David Davison was a captain in the Loveland, Colorado Police Department for many years until he committed suicide in 1996. After his suicide, Davison’s widow filed an application for workers’ compensation benefits. After a lengthy process that included two trips though the court system, the Colorado Court of Appeals upheld the grant of workers’ compensation benefits.
The key issue before the court was whether Davison suffered from on-the-job stresses that were “psychologically traumatic.” The Court pointed to Davison’s role in disciplining officers who had engaged in sex with prostitutes during a sting operation, and the significant depression Davison suffered as a result.
As put by the Court, “Davison’s ability to function on the job until early 1996 was corroborated by the fact that the Chief had assigned him the sole responsibility of disciplining the officers in the sting operation, and that Davison had just received a community award naming him officer of the year, which recognized his outstanding contributions as a member of the Department. The Police Chief testified that the sting operation ‘was the straw that broke the camel’s back’ in terms of stress.”

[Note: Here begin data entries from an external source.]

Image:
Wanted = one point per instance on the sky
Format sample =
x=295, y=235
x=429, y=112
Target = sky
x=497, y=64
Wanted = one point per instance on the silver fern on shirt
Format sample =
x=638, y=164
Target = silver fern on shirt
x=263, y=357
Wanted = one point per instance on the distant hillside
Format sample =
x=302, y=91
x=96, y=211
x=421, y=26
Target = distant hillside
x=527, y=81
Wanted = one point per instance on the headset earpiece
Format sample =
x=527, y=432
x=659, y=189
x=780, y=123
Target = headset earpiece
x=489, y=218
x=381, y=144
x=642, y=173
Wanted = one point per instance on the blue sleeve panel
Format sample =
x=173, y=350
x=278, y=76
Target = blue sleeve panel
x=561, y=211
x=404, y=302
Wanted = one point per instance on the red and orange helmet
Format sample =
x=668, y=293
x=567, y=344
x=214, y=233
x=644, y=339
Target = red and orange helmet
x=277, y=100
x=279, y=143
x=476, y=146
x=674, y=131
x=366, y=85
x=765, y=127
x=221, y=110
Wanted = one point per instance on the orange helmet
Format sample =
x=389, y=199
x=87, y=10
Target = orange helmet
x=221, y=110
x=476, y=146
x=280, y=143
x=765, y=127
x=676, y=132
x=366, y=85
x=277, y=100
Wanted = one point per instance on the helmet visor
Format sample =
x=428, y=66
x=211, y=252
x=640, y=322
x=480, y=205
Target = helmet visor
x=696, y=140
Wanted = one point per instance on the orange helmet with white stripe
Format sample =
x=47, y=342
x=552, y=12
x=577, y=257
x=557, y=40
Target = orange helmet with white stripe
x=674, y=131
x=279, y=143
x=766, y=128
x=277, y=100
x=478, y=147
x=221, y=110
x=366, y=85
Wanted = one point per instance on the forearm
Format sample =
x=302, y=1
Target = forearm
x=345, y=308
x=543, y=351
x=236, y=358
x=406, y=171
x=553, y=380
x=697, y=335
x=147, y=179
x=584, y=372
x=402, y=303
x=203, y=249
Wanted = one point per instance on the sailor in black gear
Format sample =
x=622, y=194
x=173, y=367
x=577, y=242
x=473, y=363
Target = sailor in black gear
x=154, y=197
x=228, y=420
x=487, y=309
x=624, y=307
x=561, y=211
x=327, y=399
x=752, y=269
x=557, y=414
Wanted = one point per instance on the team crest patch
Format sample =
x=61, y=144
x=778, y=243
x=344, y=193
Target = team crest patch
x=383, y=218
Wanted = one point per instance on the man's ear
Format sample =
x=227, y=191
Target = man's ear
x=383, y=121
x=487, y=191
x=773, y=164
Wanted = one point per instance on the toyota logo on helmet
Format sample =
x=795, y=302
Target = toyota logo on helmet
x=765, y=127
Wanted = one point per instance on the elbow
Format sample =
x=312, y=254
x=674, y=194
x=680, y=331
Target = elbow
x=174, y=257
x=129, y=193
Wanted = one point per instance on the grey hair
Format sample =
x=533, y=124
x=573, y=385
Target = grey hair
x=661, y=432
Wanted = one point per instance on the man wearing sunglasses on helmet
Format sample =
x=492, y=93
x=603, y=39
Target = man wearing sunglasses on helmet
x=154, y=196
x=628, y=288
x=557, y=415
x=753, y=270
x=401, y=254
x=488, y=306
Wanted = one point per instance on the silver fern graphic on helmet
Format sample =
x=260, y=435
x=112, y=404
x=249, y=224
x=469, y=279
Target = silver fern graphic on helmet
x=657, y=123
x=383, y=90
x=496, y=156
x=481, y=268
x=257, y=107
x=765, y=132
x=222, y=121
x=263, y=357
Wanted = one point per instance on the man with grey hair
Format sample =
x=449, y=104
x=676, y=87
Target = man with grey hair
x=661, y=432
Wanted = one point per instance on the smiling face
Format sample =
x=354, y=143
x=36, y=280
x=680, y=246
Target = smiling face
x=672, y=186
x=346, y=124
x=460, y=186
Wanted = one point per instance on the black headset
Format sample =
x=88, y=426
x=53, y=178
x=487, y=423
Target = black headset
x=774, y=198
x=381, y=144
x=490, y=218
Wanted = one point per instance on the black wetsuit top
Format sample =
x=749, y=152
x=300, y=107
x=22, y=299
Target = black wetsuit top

The Court summarized the evidence supporting the grant of workers’ compensation benefits as follows: “(1) No specific event initially caused Davison’s depression; (2) his depression was consistent with the kinds of pressures typically associated with the position of police captain; (3) Davison was able to function normally in spite of his depression prior to the sting operation; (4) the sting operation was the culmination of Davison’s depression; and (5) Davison committed suicide only five days after the Chief assigned him the responsibility of disciplining the officers involved in the sting operation.”
City of Loveland Police Department v. Industrial Claims Appeals Office of the State of Colorado, 2006 WL 1348420 (Colo.App. 2006).